Préface.
Thomas Havet
« Dans la tragédie, la catharsis est un voyage émotionnel qui purifie les spectateurs. » - Poétique, - 335 av. J.-C., Aristote
À l’incipit, il y a le dessin. Le dessin du père et de ses pairs : une manière de se forger une culture graphique, un univers où l’humour y est cinglant. Dès l’enfance, Alison Flora découvre les dessins d’illustration ou de caricature de Roland Topor, mais aussi ceux de la famille Crumb. Des pratiques qui se nourrissent de l’observation, de regards aiguisés sur nos mondes et qui se fient des frontières du papier. Alors chez Alison Flora, le dessin est multiple et émancipé. Explorant les méandres d’un enfer contemporain - génération Y -, abreuvée par la littérature gothique, l’heroic fantasy et le black metal, elle entreprend une pratique du dessin obsessionnelle où médiévalisme, folklore et mysticisme s’entremêlent pour esquisser les contours d’un espace de grande liberté et d’expiation.

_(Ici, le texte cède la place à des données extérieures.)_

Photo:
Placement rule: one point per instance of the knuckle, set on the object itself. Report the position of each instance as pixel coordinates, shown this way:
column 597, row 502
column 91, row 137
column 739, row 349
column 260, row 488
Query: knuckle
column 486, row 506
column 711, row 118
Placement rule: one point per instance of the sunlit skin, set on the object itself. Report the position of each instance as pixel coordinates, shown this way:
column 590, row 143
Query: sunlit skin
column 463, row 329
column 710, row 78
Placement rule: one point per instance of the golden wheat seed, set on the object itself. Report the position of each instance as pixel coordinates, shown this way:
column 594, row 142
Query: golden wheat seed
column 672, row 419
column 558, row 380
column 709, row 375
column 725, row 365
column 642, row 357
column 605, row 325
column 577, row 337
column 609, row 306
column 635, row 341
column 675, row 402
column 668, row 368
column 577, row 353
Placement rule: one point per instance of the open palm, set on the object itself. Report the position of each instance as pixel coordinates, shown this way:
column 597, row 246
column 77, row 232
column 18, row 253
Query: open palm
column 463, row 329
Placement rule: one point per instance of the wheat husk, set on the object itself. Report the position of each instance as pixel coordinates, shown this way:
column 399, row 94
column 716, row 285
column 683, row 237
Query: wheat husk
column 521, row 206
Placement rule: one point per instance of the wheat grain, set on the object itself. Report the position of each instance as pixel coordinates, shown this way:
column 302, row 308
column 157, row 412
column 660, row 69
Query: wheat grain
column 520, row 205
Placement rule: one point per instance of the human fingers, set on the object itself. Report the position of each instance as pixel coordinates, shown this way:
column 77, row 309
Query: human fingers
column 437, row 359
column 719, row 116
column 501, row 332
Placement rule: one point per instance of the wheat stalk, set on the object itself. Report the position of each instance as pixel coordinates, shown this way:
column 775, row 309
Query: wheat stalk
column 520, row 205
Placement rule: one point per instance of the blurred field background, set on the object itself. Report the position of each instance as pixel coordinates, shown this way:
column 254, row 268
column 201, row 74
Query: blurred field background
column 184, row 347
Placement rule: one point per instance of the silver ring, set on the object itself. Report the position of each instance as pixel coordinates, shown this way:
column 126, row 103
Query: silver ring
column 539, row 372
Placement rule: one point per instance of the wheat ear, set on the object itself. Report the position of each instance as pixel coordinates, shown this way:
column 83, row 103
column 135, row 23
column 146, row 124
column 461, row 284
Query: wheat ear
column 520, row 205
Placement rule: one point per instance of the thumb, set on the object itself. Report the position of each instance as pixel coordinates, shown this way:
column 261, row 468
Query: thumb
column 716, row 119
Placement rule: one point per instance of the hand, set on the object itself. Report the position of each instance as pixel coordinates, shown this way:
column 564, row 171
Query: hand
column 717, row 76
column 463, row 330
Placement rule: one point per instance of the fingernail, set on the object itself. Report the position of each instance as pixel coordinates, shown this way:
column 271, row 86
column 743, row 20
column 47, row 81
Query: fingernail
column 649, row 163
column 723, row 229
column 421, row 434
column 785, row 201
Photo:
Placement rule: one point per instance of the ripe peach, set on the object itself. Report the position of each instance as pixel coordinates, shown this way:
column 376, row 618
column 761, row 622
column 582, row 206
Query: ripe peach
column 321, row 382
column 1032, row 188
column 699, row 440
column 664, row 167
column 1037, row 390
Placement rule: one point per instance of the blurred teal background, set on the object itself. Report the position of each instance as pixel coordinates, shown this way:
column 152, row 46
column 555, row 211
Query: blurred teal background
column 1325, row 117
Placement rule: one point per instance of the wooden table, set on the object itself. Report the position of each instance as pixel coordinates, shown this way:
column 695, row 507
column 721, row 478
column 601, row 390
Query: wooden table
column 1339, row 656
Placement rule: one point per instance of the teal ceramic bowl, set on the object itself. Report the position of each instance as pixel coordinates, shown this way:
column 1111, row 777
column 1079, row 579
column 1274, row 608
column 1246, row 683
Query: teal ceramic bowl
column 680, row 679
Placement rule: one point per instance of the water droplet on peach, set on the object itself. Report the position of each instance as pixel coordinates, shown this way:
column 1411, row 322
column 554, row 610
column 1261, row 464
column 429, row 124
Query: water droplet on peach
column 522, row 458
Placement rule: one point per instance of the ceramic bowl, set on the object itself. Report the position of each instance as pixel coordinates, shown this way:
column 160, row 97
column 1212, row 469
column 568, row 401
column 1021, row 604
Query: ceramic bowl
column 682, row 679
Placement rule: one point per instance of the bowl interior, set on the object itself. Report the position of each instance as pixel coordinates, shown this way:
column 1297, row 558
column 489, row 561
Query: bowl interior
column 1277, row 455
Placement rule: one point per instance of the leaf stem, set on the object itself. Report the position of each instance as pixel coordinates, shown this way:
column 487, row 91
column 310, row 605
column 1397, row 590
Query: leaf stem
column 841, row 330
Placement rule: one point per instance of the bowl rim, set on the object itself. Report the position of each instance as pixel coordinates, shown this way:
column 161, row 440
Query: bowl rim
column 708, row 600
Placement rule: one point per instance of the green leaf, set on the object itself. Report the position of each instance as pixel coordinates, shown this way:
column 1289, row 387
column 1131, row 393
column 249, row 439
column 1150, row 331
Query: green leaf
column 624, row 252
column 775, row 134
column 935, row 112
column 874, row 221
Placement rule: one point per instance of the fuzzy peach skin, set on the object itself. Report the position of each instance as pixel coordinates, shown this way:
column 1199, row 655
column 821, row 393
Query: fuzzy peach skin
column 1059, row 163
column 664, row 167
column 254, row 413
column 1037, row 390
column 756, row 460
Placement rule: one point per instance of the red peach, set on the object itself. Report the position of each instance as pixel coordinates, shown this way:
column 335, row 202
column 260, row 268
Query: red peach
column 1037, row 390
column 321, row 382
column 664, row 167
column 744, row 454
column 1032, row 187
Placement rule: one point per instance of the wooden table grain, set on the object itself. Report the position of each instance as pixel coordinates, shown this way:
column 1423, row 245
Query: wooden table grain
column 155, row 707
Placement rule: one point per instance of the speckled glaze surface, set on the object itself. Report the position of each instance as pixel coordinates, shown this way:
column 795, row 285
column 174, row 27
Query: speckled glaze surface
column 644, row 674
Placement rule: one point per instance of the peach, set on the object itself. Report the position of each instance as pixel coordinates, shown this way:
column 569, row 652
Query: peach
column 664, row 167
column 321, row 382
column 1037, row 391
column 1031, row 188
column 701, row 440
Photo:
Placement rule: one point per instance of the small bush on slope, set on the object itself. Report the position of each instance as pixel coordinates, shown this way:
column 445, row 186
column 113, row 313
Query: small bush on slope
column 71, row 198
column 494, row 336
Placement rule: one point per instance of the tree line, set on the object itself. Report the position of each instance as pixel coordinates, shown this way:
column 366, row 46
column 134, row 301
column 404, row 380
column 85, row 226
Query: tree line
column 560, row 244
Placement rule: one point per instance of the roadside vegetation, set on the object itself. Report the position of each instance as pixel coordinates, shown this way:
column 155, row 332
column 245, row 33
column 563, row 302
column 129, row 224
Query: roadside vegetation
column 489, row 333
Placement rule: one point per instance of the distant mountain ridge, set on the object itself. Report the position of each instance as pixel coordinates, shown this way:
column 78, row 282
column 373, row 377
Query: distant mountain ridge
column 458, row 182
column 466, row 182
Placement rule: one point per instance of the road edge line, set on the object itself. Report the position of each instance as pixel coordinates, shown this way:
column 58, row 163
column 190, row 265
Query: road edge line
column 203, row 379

À l’explicit, il y a la peinture de sang : un sang-âme - récolté par intraveineuse selon un protocole d’une précision médicale - d’une forte ambivalence. Le dessin devient peinture. Sur de grands formats de papier, Alison Flora peint avec son propre sang, une manière assurément d’atteindre l’hyper proximité avec son médium. Alors dans les couches de sang, pompeuses ou funestes, apparaissent les architectures de palais fantasmés, de donjons habités d’âmes ; âmes qui flottent comme autant de personnages de légendes ou de contes occitans. Par cet acte qu’elle qualifie de “transcendant”, l’artiste use de magie et convoque les sorcières d’un temps, et les références d’un autre, comme la peintre Remedios Varo à qui elle rend hommage.

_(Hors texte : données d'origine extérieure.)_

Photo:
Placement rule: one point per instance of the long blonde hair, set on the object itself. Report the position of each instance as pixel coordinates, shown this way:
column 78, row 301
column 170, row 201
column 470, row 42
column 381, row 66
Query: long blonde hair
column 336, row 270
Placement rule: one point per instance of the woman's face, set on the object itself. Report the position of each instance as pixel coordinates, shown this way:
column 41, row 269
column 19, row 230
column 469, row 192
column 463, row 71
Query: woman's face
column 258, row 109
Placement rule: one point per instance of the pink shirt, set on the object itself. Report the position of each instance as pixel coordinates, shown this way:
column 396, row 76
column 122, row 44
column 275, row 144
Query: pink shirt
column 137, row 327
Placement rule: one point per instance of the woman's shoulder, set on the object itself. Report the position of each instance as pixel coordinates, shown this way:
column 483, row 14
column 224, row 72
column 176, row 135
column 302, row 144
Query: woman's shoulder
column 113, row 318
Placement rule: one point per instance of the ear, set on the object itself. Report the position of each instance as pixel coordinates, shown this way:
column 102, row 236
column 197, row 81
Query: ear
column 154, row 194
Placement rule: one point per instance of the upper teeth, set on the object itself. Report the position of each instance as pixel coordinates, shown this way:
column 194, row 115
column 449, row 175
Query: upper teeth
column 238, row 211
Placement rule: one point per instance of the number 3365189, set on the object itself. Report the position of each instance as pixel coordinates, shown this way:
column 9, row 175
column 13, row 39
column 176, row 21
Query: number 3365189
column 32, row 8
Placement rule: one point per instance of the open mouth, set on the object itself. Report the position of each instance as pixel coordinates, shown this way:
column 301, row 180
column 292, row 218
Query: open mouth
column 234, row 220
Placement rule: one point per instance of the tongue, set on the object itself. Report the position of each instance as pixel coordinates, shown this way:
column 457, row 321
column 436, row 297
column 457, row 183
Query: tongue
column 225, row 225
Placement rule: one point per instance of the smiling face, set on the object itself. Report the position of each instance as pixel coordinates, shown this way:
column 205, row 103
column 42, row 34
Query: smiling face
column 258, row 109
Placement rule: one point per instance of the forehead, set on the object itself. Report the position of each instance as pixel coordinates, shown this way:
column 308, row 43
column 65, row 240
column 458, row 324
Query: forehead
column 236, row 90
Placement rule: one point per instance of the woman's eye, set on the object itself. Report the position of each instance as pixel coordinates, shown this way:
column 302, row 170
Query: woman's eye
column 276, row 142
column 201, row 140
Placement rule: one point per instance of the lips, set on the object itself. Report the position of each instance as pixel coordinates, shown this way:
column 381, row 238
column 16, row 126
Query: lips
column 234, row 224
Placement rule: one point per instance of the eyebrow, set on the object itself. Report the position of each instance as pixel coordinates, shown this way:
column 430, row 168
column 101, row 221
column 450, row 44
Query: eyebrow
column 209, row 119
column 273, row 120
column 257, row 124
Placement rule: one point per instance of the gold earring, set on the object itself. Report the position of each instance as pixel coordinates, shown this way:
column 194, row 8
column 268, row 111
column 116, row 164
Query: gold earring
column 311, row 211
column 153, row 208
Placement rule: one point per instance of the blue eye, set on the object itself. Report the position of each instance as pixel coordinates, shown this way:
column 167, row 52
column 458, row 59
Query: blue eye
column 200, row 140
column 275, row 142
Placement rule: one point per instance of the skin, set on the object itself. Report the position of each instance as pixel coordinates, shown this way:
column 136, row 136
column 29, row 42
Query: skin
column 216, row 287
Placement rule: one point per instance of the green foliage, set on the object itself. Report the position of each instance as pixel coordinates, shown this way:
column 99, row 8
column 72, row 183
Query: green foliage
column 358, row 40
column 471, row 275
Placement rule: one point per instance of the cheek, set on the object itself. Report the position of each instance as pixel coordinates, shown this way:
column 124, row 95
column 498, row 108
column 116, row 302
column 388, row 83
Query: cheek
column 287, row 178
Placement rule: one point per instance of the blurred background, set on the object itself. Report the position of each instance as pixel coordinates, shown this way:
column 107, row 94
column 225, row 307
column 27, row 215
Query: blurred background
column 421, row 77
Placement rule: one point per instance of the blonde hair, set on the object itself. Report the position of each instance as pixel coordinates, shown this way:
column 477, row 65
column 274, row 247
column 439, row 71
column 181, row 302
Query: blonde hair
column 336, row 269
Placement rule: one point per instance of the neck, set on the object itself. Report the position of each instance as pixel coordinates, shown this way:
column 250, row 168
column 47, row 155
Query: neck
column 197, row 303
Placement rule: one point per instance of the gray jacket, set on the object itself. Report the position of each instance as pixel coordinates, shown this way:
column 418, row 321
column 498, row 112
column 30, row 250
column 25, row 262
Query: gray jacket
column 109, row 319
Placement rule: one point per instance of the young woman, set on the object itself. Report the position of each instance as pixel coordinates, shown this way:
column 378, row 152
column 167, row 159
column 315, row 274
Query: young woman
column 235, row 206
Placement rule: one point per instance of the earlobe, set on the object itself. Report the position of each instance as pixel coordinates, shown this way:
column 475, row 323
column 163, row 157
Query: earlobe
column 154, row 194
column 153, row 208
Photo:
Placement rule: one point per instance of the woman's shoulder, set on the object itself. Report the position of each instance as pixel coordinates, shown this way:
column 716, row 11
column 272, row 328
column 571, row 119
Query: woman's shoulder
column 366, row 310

Au préquel, les carnets de croquis. Cette édition permet de les parcourir. Ainsi, entre les pages reproduites ici, s’affirme le style d’Alison Flora. Sous les traits des stylos, des crayons, des feutres ou des pastels naissant une galerie de personnages, corps aux visages de masques, princesses apeurées, chevaliers incarnés. Paysages et architectures font corps. Corps et architectures fusionnent. Indéfiniment, sous les traits organiques des dessins de l’artiste. La chevelure des princesses dessine les vallons de paysages chevauchés par des chevaliers aux visages fantasmagoriques. De pages en pages, les croquis tissent une narration aux multiples directions, sûrement inspirée par les livres dont vous êtes le héros, épopée romanesque de la génération Y s’il en est. Alors en pérégrination, retrouver la fougue de l’artiste, narratrice omnisciente, qui comme dans un conte nous entraîne à nous perdre dans les dédales de labyrinthes gothiques et à nous métamorphoser sous les traits de différentes héroïnes, dans l’espoir de trouver une porte de sortie, une échappatoire. Telle une mise en abîme de ce pouvoir du dessin pour l’artiste : libérateur, émancipateur, purificateur. La catharsis dessinée d’Alison Flora est résolument fluide et chimérique.